The coronavirus pandemic is raging worse than ever, with record numbers of new infections being recorded daily across the U.S. and the total number of cases now exceeding 3 million.
That could soon cause a huge dilemma for casinos: defy public health warnings and stay open in order to recoup a sliver of the billions lost since March, or risk further financial peril by closing again.
The carnage was startling when the pandemic caused all 989 casinos in the U.S. to close this spring, with some remaining shuttered for more than 100 days.
How dire was the situation? Foxwoods, one of the largest casinos in the world located in Southeast Connecticut, was burning through $2 million a week to stay closed (it reopened on June 1).
What’s more, the unthinkable happened: Vegas casinos were forced to go dark for the first time since John F. Kennedy was assassinated in 1963.

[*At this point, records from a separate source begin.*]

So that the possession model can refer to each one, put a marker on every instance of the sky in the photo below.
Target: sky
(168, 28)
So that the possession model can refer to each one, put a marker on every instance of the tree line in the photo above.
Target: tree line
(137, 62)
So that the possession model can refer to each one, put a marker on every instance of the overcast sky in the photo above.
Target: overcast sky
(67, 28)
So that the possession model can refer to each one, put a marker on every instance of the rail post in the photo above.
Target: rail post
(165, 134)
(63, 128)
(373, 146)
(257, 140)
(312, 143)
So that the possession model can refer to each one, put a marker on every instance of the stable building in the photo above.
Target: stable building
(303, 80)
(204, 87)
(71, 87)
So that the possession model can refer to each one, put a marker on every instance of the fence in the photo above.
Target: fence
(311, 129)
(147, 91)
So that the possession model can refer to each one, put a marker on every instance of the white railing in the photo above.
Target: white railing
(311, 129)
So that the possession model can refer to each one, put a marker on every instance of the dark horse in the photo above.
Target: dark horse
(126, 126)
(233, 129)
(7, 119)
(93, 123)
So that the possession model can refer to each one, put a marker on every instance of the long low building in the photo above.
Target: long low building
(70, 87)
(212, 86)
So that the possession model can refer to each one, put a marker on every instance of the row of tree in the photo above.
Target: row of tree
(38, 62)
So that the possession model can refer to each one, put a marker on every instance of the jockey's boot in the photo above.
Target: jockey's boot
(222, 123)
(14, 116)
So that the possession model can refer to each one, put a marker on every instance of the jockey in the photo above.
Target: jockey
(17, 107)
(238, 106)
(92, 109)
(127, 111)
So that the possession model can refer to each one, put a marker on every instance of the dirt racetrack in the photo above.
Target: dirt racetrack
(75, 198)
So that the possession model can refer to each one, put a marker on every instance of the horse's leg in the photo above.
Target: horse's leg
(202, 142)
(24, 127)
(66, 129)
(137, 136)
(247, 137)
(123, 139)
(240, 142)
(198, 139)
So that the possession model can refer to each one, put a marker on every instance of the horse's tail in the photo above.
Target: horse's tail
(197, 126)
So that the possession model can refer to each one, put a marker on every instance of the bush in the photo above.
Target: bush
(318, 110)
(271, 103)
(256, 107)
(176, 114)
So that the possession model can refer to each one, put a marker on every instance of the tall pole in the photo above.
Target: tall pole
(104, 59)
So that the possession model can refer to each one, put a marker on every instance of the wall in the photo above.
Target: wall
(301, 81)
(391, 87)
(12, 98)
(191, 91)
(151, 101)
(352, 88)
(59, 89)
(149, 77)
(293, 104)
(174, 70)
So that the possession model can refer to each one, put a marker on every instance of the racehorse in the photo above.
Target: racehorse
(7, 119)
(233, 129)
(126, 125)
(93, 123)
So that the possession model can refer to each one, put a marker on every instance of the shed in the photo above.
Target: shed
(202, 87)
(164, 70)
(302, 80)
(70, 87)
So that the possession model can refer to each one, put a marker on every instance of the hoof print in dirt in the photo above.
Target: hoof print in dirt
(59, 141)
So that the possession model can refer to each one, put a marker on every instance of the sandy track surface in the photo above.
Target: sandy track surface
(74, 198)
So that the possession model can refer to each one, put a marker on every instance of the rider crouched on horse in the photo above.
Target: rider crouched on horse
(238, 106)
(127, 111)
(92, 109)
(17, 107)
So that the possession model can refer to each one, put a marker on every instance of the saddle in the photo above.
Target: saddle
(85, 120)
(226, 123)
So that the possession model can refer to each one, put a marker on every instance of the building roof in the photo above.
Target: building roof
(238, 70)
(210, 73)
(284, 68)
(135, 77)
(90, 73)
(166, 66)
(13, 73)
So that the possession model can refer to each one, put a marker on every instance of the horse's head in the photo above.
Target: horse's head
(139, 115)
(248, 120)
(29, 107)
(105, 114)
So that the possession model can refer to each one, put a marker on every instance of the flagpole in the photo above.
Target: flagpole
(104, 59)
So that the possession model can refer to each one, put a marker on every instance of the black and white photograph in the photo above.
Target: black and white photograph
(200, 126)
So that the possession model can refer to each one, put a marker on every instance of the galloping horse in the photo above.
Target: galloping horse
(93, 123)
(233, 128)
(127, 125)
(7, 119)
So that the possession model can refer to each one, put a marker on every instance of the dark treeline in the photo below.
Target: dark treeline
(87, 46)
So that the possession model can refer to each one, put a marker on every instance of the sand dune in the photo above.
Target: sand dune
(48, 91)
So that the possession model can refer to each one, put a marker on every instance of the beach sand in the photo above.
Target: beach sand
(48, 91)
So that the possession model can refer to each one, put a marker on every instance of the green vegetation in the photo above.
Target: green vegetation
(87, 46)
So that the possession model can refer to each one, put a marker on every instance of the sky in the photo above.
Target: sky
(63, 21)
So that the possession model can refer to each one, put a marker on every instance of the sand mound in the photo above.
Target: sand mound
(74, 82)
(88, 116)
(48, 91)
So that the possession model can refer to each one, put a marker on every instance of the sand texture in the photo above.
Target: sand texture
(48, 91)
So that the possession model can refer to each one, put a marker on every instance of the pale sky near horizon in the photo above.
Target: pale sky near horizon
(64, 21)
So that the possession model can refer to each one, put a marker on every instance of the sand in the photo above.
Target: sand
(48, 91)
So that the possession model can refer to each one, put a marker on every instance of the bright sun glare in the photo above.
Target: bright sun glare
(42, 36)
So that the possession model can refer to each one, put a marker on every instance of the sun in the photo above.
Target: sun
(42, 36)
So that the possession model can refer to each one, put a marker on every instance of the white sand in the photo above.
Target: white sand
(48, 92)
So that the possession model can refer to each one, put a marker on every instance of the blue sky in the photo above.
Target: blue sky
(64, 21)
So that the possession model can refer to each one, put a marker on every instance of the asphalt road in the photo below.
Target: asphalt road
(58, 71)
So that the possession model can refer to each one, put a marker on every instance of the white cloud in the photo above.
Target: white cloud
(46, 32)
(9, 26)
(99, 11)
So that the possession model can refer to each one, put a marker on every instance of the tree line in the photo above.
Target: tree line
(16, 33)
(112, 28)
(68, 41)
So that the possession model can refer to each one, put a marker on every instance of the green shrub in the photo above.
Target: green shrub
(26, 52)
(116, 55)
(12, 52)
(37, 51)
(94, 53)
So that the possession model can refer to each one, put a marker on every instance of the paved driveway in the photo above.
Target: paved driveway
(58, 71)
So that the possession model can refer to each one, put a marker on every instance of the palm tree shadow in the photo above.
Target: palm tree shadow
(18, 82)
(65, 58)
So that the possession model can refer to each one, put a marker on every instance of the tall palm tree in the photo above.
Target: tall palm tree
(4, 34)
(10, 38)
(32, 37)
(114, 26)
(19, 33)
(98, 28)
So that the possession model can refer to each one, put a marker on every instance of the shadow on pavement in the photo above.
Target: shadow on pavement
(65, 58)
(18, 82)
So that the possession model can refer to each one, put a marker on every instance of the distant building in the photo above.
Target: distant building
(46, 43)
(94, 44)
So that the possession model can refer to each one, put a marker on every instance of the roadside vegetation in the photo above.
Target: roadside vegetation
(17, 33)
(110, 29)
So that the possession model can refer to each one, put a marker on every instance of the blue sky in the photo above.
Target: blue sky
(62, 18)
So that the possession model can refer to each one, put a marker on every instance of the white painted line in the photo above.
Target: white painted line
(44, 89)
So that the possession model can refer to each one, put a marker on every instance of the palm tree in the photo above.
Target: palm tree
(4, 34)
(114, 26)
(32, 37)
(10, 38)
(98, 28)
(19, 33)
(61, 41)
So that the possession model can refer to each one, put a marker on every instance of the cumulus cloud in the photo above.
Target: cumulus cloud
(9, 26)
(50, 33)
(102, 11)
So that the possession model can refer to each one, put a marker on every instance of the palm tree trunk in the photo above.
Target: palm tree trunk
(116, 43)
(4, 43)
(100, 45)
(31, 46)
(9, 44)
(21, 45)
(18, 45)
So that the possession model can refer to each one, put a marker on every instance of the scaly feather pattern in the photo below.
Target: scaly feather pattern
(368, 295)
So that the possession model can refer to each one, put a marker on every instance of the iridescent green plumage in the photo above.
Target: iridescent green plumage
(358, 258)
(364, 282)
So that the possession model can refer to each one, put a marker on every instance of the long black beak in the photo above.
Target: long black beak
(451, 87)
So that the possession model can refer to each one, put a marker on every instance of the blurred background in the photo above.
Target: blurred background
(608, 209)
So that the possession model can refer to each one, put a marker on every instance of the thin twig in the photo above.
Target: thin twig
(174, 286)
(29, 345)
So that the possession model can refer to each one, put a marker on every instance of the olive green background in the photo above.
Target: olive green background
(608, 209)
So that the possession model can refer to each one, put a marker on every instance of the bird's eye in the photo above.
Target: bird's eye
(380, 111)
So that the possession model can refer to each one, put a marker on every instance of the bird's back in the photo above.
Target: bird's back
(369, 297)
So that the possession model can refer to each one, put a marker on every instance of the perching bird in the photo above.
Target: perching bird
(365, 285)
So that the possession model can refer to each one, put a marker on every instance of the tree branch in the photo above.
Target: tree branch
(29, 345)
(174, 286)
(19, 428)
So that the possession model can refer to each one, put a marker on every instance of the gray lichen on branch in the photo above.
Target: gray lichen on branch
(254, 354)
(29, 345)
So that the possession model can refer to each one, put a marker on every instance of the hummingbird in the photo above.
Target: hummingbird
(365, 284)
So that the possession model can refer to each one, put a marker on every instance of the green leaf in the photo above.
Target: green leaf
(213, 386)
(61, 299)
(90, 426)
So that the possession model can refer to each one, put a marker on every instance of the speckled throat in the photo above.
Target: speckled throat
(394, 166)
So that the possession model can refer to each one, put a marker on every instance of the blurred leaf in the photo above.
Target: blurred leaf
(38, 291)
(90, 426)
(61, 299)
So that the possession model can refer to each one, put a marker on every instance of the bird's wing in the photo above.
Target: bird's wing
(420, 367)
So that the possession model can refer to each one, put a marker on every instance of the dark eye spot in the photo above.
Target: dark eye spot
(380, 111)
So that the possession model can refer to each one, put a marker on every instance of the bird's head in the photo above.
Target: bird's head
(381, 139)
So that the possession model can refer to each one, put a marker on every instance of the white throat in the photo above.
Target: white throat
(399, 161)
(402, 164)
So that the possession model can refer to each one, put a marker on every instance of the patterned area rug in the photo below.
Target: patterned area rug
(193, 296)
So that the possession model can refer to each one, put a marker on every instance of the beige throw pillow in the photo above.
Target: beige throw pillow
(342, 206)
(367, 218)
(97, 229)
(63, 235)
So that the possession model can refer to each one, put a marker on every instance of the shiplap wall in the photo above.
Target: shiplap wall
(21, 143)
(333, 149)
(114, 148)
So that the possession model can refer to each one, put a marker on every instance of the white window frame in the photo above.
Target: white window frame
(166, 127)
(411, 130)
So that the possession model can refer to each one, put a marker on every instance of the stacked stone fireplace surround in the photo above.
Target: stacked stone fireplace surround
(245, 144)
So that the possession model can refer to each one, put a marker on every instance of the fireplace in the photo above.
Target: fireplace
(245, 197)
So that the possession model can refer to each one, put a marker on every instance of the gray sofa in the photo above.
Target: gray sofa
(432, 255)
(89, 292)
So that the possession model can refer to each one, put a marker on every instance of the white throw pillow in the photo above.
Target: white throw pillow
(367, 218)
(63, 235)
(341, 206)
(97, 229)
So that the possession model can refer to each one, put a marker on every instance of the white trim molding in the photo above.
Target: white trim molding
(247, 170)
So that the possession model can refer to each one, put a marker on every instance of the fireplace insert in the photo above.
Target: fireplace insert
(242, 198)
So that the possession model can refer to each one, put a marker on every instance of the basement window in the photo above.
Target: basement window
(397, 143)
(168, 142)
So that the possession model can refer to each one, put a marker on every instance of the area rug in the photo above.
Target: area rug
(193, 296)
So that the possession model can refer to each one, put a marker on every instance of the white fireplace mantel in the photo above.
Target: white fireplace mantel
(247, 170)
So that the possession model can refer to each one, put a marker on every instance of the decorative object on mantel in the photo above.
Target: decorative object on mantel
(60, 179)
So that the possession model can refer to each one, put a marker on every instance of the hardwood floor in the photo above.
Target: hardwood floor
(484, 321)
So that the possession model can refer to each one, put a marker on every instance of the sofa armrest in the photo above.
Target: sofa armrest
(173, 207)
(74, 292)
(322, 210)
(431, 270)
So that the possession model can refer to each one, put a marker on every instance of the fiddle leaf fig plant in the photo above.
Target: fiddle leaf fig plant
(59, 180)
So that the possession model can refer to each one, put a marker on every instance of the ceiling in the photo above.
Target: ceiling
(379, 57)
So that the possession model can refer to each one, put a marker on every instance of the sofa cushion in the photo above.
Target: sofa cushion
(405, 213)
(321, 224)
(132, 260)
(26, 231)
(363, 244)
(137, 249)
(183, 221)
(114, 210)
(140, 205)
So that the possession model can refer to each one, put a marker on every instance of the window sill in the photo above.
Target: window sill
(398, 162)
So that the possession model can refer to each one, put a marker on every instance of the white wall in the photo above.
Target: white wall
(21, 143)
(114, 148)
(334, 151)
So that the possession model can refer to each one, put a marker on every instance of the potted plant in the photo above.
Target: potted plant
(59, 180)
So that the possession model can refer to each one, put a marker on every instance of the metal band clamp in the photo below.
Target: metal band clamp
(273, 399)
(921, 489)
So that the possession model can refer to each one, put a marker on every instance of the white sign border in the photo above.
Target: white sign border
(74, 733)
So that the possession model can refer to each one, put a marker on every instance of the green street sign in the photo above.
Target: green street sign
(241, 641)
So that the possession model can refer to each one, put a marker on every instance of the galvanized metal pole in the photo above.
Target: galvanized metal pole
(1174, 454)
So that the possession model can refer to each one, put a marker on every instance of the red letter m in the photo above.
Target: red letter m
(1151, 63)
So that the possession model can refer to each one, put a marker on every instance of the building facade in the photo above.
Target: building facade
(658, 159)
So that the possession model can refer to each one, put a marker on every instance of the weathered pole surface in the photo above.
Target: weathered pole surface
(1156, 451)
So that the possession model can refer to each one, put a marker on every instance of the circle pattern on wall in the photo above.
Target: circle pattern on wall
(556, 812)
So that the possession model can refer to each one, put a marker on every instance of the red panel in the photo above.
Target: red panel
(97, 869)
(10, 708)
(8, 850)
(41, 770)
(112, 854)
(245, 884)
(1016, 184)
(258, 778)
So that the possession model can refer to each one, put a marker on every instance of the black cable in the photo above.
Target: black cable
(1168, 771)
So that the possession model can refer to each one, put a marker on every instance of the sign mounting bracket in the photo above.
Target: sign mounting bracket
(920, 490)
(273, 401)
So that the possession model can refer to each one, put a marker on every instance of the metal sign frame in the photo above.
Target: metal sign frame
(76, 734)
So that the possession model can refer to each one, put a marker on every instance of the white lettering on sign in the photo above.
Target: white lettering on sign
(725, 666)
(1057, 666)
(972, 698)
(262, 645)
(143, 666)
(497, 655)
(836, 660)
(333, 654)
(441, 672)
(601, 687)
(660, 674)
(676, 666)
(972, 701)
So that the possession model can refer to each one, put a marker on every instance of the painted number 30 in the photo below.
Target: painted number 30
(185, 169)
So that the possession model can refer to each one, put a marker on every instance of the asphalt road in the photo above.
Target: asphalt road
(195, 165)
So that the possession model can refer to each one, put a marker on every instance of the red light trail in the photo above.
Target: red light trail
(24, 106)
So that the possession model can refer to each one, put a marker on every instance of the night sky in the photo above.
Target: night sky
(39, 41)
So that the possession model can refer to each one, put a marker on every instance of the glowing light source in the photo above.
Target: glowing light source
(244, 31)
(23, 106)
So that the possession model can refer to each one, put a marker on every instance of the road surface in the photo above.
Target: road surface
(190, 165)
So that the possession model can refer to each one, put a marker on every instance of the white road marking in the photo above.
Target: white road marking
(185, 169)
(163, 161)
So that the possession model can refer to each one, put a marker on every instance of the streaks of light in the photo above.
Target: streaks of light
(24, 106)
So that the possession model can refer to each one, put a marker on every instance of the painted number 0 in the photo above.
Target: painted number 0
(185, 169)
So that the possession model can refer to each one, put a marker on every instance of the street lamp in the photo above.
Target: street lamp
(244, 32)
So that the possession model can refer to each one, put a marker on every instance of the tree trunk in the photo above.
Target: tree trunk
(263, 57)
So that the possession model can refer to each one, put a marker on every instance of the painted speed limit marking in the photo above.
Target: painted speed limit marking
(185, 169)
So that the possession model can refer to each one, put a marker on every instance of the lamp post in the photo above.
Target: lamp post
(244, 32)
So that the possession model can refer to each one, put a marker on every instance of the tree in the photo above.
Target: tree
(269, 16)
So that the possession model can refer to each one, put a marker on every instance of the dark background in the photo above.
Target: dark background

However, 834 properties have since reopened nationwide (84%), according to the American Gaming Association’s data.
Considering the AGA estimated in March the economy would lose more than $21 billion during an eight-week closure of U.S. casinos – the shutdown lasted nearly 12 weeks – it’s good news for everyone that they are open again.
Short-Lived Relief For Casinos?
Another bad sign? A racetrack in Texas, another COVID-19 hotspot, suddenly closed on Sunday, July 5 due to an “abundance of caution.”
You might ask: what does one have to do with the other? Easy. If an outdoor venue that recently required masks can’t survive in this climate, casinos might not have much of a chance. The coronavirus thrives in stuffy, indoor areas with minimal airflow.
The other issue is coronavirus cases spiked after Memorial Day, which should come as no surprise. People grew tired of being cooped up and ignored all social distancing guidelines while celebrating the holiday.
What’s worrisome now is nationwide cases and hospitalizations were alarmingly high prior to the Fourth of July, which doesn’t bode well given the past precedent of Memorial Day.
Vegas is a bellwether for the $43.6 billion industry, so it’s no surprise all eyes will be watching to see how Sin City’s casinos handle the current COVID surge.
What’s clear is Nevada – like much of the nation – isn’t taking the necessary precautions to prevent the spread of COVID-19.
Governor Steve Sisolak released a statement last Friday decrying the fact less than half of businesses were in compliance with the new mask mandate, calling it “disappointing and unacceptable.”
Sisolak said he will take “swift and decisive action” against violators. The lack of mask wearing is likely what helped get Nevada, and more specifically Vegas, in this situation in the first place.
The reaction on social media was pure shock when pictures circulated of giddy guests walking around carefree – and mask-free – when Vegas’ casinos reopened on June 4. What came next was predictable: coronavirus cases surged in the weeks after the reopenings, which occurred without a mask mandate in place.
Will Casinos Be Forced To Close Again?
For what it’s worth, CNBC reported that casino owners have said rumors of Vegas casinos closing again are “baseless,” and they will “not close voluntarily.”
Recent events, though, in Michigan and New Jersey – the nation’s second-largest gambling market – show a forced shutdown is not out of question.
Michigan, one of the hardest hit states in the beginning of the pandemic (as we detailed here), was supposed to be in Phase 5 of its reopening by the Fourth of July. Instead, on July 1, Mich. Gov. Gretchen Whitmer banned indoor bar service after an outbreak at an East Lansing bar reportedly led to 138 cases.
As a result of Michigan’s step backward, all three of Detroit’s casinos remain closed since (though tribal casinos have been open since early-mid June).
New Jersey was also devastated early by the pandemic. Then it was able to stem the tide and its infection rate dipped below 1 percent for 10 straight weeks.
Things aren’t so rosy now in the Garden State, however. A rising infection rate forced N.J. Gov. Phil Murphy to issue an executive order requiring masks to be worn outside in public on Wednesday.
That bit of news should be unnerving for New Jersey casinos. All of the properties in Atlantic City are open, minus one glaring omission – the Borgata. New Jersey’s best-performing casino chose to remain closed after Murphy canceled indoor dining and issued smoking and drinking bans in casinos on June 29.
All of this is to say: If you like to gamble and enjoy the casino experience, you might be wise to head to your local establishment before that option is no longer available.